Carrefour, a leading player in the food and beverage industry, has taken a proactive approach to address the issue of “shrinkflation” in the market. Shrinkflation refers to the practice of manufacturers reducing the size of products without reducing the prices accordingly. Carrefour has affixed informative signs onto store shelves, specifically pointing out brands that engage in shrinkflation.
A visual posted on Carrefour’s LinkedIn page showcases laminated flags with the term shrinkflation printed in English. The signs aim to inform customers about this industry practice and its impact on prices. In French, the signs state a commitment to renegotiate prices with suppliers in response to the decrease in product weight and increase in practical prices.
While PepsiCo is one of the brands targeted by Carrefour, other well-known companies such as Nestlé, Unilever, and Lindt have also been affected. Stefen Bompais, the director of client communications at Carrefour, expressed the intention behind stigmatizing these products in an interview with The Guardian. The objective is to urge manufacturers to reconsider their pricing policies.
Carrefour’s shrinkflation signage is currently present in all of its stores in France. These signs will remain in place until the suppliers lower their prices. Additionally, Carrefour is considering extending the use of these labels to other goods in its local supermarkets.

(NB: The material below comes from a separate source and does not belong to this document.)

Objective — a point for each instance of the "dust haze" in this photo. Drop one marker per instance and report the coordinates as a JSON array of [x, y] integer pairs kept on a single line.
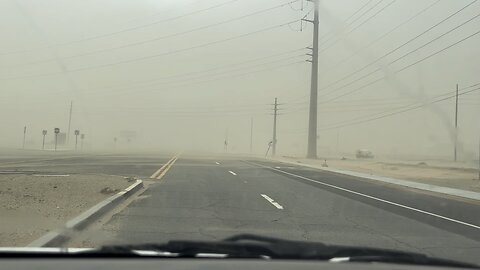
[[190, 75]]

The issue of shrinkflation aligns with government pressure in France to lower consumer-goods prices. While food inflation has eased recently, the country’s Finance Minister, Bruno Le Maire, has been actively engaging with retailers and food producers to address this matter. In August, Le Maire held two days of talks emphasizing the need for a reduction in prices. The Les Mousquetaires supermarket chain also highlighted the impact of rising prices on consumer purchasing habits.

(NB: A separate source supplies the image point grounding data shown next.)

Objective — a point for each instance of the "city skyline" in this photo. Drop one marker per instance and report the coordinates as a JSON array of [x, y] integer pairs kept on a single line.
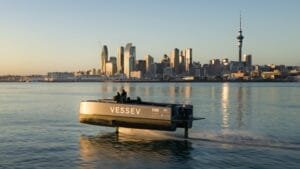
[[64, 36]]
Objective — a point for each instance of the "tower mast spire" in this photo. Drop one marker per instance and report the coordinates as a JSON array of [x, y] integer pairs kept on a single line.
[[240, 38]]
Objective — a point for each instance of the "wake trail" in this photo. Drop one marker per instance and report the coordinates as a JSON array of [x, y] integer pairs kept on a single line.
[[243, 139]]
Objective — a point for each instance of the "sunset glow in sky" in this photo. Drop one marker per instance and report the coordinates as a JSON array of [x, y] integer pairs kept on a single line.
[[40, 36]]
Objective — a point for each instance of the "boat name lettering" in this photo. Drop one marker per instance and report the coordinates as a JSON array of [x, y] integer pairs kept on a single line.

In June, food companies operating in France agreed to renegotiate prices with retailers following Le Maire’s threat to use tax measures or publicly criticize companies to spark negotiations with grocers. A subsequent agreement in March aimed to ease inflationary pressures on consumers by reducing retailers’ margins.
Recently, French retailers have begun price negotiations with major manufacturers, expected to last until mid-October. While a deal has been reached with some manufacturers, including Nestlé, PepsiCo, and Unilever, these companies have been singled out as needing to do more to counter inflationary pressures.

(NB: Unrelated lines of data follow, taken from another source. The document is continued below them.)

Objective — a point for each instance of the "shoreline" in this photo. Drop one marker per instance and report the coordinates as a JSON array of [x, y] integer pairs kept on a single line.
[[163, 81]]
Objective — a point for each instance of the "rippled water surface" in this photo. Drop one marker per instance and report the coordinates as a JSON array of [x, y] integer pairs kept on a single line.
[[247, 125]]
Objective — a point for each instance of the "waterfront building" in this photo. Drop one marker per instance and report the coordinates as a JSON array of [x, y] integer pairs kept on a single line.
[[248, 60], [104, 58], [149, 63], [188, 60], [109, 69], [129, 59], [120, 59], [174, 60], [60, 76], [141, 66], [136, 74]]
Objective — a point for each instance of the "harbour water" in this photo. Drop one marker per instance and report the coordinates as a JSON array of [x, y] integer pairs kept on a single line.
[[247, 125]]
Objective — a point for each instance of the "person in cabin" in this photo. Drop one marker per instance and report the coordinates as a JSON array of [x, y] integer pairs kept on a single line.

Transitioning to Italy, consumer goods representative associations have reached an agreement with the government to encourage price reductions and implement inflation countermeasures starting in October. Portugal has also extended its zero VAT holiday on essential food items until the end of the year to alleviate the cost of living for consumers.
In conclusion, Carrefour’s proactive stance against shrinkflation highlights the need for industry-wide pricing policy reconsideration. Government pressure and negotiations between retailers and manufacturers further emphasize the importance of addressing inflationary pressures and ensuring fair prices for consumers.